ところが、中国大陸で権益拡大を狙っていた米国との間で利害がぶつかる。米国は「ABCD包囲網」と呼ばれる経済封鎖で、石油などの資源が日本に入らない仕組みをつくった。資源小国の日本は追いつめられ、自衛のために対米戦争に踏み切らざるを得なくなった。この点については、GHQのマッカーサー最高司令官も戦後の米議会で、「日本が戦争へと進んだ目的は、おおむね自衛のためだった」と認めている。
次に挙げられるのは、「日本は、欧米によるアジアの植民地支配や、人種差別を撤廃するために戦った」という点だ。
20世紀初頭、米国では日本人の排斥が始まった。各州で日本人移民から帰化権や国籍を剥奪する動きが加速し、1924年には米連邦議会で、日本からの移民を実質的に禁じる「絶対的排日移民法」が成立。日本人の中に、米国への嫌悪感が高まっていった。

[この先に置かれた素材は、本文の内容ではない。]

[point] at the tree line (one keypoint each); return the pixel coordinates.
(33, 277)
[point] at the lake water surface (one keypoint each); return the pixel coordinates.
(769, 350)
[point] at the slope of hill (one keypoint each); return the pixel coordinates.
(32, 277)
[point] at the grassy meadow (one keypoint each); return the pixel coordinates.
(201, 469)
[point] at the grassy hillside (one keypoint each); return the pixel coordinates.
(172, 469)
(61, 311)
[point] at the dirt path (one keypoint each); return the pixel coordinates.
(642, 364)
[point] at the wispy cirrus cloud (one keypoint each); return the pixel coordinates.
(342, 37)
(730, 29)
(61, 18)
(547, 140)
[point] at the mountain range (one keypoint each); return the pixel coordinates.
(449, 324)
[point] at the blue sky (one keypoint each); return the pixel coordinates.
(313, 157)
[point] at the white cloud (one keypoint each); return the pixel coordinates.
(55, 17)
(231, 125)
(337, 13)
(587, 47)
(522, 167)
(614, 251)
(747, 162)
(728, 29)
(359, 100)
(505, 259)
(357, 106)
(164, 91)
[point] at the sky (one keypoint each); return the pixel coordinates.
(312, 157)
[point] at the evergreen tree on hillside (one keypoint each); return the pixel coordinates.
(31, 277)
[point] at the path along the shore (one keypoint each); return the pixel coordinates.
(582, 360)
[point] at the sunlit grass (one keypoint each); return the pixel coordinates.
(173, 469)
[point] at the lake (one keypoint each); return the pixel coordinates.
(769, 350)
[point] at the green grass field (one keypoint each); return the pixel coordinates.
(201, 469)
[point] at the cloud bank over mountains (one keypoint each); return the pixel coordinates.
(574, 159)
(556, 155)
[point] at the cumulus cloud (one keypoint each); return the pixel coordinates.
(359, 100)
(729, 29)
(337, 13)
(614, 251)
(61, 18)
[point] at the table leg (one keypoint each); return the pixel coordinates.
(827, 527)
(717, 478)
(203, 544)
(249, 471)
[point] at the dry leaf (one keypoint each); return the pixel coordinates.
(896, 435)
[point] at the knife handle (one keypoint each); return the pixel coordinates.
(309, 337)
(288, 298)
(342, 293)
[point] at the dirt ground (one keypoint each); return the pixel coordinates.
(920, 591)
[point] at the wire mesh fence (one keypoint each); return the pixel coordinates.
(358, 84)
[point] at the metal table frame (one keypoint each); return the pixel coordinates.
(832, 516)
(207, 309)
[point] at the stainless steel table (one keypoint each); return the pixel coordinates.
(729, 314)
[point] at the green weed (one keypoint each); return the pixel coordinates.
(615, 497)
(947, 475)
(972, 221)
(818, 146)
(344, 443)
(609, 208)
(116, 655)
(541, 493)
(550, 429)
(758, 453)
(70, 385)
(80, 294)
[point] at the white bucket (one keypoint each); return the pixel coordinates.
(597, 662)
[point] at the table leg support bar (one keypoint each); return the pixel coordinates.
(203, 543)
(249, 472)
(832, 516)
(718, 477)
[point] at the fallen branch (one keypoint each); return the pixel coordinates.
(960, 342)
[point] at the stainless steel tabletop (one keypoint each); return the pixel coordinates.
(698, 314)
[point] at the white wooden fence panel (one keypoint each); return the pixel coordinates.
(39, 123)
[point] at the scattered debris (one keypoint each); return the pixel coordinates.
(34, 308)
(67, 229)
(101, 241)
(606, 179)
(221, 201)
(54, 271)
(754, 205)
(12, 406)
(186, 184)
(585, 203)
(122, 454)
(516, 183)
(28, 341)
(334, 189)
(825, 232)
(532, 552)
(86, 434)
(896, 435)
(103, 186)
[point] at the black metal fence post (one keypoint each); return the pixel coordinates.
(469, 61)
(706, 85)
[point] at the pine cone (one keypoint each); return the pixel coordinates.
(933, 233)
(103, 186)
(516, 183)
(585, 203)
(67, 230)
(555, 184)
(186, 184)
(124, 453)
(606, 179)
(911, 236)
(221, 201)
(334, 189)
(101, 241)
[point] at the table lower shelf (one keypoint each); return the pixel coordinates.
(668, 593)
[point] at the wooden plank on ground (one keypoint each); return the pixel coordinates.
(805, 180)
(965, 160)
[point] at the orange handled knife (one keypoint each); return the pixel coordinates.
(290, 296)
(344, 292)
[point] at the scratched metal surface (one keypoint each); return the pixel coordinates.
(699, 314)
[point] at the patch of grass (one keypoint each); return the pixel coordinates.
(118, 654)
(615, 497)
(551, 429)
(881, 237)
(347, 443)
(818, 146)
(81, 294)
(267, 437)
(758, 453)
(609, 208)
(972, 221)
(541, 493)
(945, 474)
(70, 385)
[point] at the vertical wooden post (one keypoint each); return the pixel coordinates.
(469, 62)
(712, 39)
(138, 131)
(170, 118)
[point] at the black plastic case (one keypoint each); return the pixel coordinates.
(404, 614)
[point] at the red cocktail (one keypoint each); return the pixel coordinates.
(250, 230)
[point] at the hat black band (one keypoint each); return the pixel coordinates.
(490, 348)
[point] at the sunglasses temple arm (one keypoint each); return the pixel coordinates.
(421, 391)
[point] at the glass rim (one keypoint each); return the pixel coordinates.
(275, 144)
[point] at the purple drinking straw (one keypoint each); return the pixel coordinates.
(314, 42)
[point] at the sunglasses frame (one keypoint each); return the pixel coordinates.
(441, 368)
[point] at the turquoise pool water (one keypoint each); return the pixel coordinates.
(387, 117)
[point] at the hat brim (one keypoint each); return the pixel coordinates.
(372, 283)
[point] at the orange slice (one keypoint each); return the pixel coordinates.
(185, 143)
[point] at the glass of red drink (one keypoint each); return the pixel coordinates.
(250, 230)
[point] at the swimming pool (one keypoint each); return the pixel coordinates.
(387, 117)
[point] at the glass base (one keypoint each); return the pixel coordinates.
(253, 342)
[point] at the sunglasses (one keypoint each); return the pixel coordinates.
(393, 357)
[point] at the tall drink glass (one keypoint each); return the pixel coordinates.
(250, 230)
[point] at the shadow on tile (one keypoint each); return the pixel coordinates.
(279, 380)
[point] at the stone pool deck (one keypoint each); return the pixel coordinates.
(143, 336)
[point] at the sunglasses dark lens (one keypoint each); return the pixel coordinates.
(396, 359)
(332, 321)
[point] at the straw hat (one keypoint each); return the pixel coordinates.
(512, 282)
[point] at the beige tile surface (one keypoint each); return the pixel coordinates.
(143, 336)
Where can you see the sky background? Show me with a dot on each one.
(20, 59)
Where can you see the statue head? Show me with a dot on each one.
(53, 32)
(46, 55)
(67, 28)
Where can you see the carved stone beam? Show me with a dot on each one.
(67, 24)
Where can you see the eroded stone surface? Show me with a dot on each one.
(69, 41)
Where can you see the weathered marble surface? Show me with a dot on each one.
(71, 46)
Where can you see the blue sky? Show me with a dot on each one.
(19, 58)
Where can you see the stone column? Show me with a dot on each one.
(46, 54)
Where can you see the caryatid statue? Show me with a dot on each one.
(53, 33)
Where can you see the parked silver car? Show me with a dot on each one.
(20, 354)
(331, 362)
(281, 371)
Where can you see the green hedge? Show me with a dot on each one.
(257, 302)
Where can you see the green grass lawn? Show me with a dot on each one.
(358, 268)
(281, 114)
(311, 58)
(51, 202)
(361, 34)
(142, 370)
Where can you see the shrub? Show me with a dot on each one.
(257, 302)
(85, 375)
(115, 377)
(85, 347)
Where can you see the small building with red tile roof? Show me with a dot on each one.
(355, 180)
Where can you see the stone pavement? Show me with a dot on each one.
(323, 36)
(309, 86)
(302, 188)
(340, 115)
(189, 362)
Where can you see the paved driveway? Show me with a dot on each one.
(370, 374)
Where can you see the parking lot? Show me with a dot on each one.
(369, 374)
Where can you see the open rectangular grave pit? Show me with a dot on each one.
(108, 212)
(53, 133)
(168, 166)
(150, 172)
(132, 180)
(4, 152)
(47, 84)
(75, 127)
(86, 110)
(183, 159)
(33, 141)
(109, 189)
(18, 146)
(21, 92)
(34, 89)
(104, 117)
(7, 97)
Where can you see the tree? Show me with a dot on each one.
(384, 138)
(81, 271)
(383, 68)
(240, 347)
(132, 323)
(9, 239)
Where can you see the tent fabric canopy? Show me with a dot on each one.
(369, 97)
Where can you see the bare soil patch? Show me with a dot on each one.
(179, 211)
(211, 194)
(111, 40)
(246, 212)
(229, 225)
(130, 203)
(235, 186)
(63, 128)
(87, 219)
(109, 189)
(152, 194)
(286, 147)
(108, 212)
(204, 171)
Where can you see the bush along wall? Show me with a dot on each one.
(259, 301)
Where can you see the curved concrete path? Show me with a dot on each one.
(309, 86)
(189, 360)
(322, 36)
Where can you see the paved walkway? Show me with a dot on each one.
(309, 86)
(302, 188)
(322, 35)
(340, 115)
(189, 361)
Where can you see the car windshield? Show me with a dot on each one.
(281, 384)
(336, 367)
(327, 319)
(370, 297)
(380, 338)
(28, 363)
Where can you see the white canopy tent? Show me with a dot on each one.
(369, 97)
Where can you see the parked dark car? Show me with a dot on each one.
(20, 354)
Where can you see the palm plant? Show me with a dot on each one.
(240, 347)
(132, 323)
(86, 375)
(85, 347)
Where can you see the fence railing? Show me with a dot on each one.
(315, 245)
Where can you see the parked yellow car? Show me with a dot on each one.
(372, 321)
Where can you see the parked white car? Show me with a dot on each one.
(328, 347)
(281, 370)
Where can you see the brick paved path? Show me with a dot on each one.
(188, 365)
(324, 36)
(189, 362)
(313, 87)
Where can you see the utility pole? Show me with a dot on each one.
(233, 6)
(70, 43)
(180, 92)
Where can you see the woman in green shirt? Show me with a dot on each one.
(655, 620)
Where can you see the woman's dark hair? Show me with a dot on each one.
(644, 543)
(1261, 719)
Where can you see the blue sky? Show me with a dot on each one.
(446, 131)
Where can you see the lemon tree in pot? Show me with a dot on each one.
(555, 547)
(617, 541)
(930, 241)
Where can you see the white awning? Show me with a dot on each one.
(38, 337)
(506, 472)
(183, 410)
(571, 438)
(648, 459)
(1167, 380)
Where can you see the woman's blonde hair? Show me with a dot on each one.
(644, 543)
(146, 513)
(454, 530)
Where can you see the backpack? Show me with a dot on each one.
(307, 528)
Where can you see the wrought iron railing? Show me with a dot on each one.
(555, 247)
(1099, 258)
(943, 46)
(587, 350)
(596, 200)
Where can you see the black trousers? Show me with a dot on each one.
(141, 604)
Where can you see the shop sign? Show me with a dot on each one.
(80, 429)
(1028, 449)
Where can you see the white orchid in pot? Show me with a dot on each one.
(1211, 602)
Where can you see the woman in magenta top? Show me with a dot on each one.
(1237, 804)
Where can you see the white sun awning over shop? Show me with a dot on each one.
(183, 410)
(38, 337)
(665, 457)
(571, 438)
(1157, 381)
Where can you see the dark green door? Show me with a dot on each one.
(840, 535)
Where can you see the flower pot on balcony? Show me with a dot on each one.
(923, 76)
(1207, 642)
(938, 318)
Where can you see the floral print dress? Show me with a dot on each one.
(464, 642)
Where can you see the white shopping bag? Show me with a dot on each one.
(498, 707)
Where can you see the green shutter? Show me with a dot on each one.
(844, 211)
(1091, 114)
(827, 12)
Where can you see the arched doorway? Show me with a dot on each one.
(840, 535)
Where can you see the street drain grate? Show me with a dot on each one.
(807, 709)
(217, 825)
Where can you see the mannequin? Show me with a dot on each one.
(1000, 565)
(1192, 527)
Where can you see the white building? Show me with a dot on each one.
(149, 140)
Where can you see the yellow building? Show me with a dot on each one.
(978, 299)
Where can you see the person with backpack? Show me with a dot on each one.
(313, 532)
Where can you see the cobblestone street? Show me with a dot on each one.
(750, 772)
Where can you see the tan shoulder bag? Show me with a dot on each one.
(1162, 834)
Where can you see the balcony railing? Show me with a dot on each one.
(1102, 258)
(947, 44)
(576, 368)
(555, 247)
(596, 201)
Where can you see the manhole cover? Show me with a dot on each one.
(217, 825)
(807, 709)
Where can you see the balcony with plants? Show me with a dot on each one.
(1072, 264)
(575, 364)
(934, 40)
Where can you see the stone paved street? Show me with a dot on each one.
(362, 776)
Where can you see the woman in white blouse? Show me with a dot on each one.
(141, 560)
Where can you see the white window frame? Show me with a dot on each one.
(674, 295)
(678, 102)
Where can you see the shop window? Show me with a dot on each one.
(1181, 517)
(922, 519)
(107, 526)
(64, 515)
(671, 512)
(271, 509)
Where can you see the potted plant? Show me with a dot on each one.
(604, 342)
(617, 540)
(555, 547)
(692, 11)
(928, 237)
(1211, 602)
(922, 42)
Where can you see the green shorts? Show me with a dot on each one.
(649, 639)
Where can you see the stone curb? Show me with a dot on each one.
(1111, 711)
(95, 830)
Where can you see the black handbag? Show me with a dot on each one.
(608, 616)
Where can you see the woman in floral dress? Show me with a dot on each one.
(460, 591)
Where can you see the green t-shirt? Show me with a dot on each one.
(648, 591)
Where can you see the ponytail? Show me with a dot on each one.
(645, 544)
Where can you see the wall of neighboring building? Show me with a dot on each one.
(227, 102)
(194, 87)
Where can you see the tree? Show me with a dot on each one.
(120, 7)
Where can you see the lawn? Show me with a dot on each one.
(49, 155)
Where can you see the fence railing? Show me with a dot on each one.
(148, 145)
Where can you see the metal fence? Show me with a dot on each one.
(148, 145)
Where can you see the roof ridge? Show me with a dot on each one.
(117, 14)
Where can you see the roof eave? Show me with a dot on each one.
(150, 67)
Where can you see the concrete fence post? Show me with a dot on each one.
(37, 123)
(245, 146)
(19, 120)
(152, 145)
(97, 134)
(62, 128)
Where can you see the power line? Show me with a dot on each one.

こうした流れの中で、日本は、欧米の植民地にされていたアジアの解放を掲げて戦い、次々と欧米の軍隊を撃破。これをきっかけに、欧米列強に支配されていた、フィリピン、インド、ビルマ(現ミャンマー)、インドネシア、ラオス、カンボジア、ベトナム、マレーシア、シンガポールの人々が立ち上がり、独立を勝ち取っていった。戦後も、これらの多くの国は親日的である。